Cindy stepped forward and slipped her arms around his lean waist. With a sigh of complete surrender, she put her head on his shoulder and closed her eyes.
He understood and enfolded her once again. “Oh, princess,” he said, in a voice that was not quite steady, “all those years in school and you still don’t know what to say at a moment like this.”
“I’ve never had a moment like this, Drew,” she whispered. “I want to share it with you. Only with you.”
“And you will,” he said fiercely, his grip tightening. “After I brought you home the last time you were here, I thought, if I’m not the first some other man will be. The idea drove me crazy. And then when I saw you with that guy in the restaurant…”
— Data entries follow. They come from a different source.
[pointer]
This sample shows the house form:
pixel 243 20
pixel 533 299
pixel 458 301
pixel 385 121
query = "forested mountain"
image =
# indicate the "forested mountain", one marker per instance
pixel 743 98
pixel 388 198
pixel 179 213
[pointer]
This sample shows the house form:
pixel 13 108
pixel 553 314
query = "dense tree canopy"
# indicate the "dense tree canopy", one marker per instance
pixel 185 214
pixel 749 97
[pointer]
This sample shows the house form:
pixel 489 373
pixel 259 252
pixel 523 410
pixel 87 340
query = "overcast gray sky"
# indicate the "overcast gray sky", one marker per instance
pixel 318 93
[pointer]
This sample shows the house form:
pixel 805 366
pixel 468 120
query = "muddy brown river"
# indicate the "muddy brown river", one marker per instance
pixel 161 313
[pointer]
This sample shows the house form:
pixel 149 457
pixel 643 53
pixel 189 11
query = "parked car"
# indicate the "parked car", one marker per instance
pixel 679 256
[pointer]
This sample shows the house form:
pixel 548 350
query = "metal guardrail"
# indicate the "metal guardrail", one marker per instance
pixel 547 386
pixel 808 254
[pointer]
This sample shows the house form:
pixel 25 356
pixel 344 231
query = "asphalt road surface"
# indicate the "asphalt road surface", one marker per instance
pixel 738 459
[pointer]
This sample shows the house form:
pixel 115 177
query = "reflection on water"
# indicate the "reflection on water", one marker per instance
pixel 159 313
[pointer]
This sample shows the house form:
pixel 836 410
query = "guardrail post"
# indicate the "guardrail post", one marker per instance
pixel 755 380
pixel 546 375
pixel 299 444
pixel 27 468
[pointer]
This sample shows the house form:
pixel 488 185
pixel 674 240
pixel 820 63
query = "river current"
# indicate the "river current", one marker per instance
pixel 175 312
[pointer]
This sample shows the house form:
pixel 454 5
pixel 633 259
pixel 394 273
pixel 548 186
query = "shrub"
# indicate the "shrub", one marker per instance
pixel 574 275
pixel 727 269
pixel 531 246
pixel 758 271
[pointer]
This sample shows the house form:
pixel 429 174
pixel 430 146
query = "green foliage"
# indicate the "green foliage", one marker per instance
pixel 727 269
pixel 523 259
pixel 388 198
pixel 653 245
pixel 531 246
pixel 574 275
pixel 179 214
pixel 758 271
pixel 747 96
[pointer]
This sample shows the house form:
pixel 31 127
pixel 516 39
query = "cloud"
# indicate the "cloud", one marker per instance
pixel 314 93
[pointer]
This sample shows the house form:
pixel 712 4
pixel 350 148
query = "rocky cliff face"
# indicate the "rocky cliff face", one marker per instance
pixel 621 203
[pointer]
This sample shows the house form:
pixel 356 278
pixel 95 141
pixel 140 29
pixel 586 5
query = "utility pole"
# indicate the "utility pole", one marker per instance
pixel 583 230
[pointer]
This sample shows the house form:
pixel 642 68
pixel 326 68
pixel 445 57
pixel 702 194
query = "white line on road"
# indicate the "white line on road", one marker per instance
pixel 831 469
Cindy raised her head to look at him. “You have no rival in Richard, Drew. You have no rival in anyone.” She saw him draw a breath, and then he kissed her so urgently that she had to clutch his arms to keep from rocking back on her heels. He shifted position, clasping her with one arm and slipping the other under her knees. Cindy’s feet left the floor as he picked her up and strode with her into the bedroom.
Fox set her gently on the bed, kneeling before her on the floor. Cindy had picked out the spread, the curtains and the rug, but everything looked new, as if she were seeing it for the first time. When Fox reached up to undo the buttons of her blouse, she shivered. His hand fell away and he moved to sit next to her.